DA: Yo creo que somos desconocidos para el mundo. Muchos escritores que residen afuera lo han hecho bien, muy bien, y llena de orgullo que ellos hayan declarado su bolivianismo al exterior. Alguna vez, en medio de la bruma de la ignorancia, pensé que habían sido reconocidos, como pasó con Víctor Montoya, gracias a sus exilios inexistentes; pero al menos una mayoría hace un buen trabajo. Hay otros que no lo hacen nada bien, pero qué le vamos a hacer, son parte de ese círculo, de ese estrato... Hay que dejarles que sigan dándole duro a la tecla nomás, por ahí sacan algo bueno de verdad...

-LM: ¿Cómo creen que influye en la carrera de un escritor el alcance mediático de los premios literarios?

RU: Participas en un premio porque necesitas dinero y tienes que comer. El alcance mediático puede ayudarte a conseguir un trabajo, también. Pero no lo es todo. Al final, pienso, lo más importante en la carrera de un escritor no son los reconocimientos o demás, es la escritura.

DA: El alcance mediático no interesa en la medida que, si le haces mucho caso, incluso te puede perjudicar; uno escribe, no hace tour de fama social. Además, hay que diferenciar entre los escritores que ganan premios para ganarse la vida, y los otros que tienen su profesión aparte, arrimados a sus escritorios, ajena a los delirios de la composición, que dicen no participar en concursos pero que siempre lo han hecho sin sacar nada... Y que proclaman a los cuatro vientos que escriben sin afán de lucro. Esos escritores que critican a los premios tienen la manía de justificar que la carrera de un escritor debería ser la de regalar su trabajo. Escriben “sin afán de lucro”, dicen, pero no se dan cuenta de que es una carrera que elegimos, conscientes de que es lo único que podemos hacer.

-LM: ¿Cual es su opinión respecto al reciente experimento de Osvaldo Calatayud, ganador del Nacional de Novela en 2016?

RU: Alcé el libro y las hojas se empezaron a caer y de pronto me dio flojera leerlo.
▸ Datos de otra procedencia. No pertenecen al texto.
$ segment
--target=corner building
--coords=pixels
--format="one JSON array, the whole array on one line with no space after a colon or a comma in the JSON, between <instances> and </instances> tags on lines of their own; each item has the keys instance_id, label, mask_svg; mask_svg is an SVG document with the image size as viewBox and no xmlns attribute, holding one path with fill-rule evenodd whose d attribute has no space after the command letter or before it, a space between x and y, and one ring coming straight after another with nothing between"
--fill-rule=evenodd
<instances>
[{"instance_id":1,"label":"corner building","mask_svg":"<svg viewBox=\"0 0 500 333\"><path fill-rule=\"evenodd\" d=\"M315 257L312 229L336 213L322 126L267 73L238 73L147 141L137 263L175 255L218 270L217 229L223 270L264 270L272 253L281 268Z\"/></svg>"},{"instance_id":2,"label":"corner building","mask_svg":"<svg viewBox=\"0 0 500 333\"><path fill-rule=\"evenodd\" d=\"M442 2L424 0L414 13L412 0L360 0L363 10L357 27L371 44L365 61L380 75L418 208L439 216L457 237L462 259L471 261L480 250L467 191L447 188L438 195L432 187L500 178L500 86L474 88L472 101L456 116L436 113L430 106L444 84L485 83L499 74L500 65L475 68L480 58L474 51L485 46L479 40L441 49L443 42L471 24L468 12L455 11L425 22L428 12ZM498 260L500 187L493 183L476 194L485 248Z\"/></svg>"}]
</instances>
Desconfío de los artilugios, pero parece una llamativa alternativa. Tengo que leerlo para tener una opinión que no se base en simples prejuicios. Ya será.

DA: Me encantó la premisa y la forma de presentarlo, pero me aburrí muy rápidamente. A pesar del manejo impresionante de los argumentos, del sentido de la memoria y todo eso, todos sus personajes parecen Osvaldo, pero travestido. Un “Rayuela estronguista” es esa novela. La acabé entre bostezos y tristeza; quería que me gustara, en serio.

-LM: En un artículo sobre la diversidad literaria, Lorraine Berry indica que la producción está limitada por las personas que tienen el tiempo y el dinero para escribir, y que hay personas con igual o mayor talento que tienen menos oportunidades dado que tienen que sustentarse día a día. ¿Cómo ven la producción literaria boliviana y su repercusión en la sociedad?

RU: Si eres pobre (o de clase media baja, como le dicen por ahí), es una apuesta grande la escritura. Tienes que estar segurísimo de que vale la pena el tiempo que pasas escribiendo y no dedicándote a ganar plata en un trabajo. Ahora, si tienes papis que te mantienen, imagino que es más fácil la cosa. O tal vez no. Quién sabe. Sería lindo que el Ministerio de Culturas recuerde que los escritores existen y ayude con becas o salarios de acuerdo a logros conseguidos, algo así. Para escribir necesitas tranquilidad, también. Pero dicen por ahí que un escritor feliz ya no es tan buen escritor como podría serlo sufriendo. Y quizás esto el Ministerio lo sabe. Igual, los premios son una linda oportunidad.

MA: Es todo estratos, clases, roscas, pero eso de la diversidad es mejor que a que no exista nada. Me gustaría que todas las editoriales rompan un poco de sus círculos cerrados, que dejen pasar el oxígeno para que no se fermenten mucho. Y la meta, obviamente, será siempre llegar a mucha gente, y despertar el afán de lectura.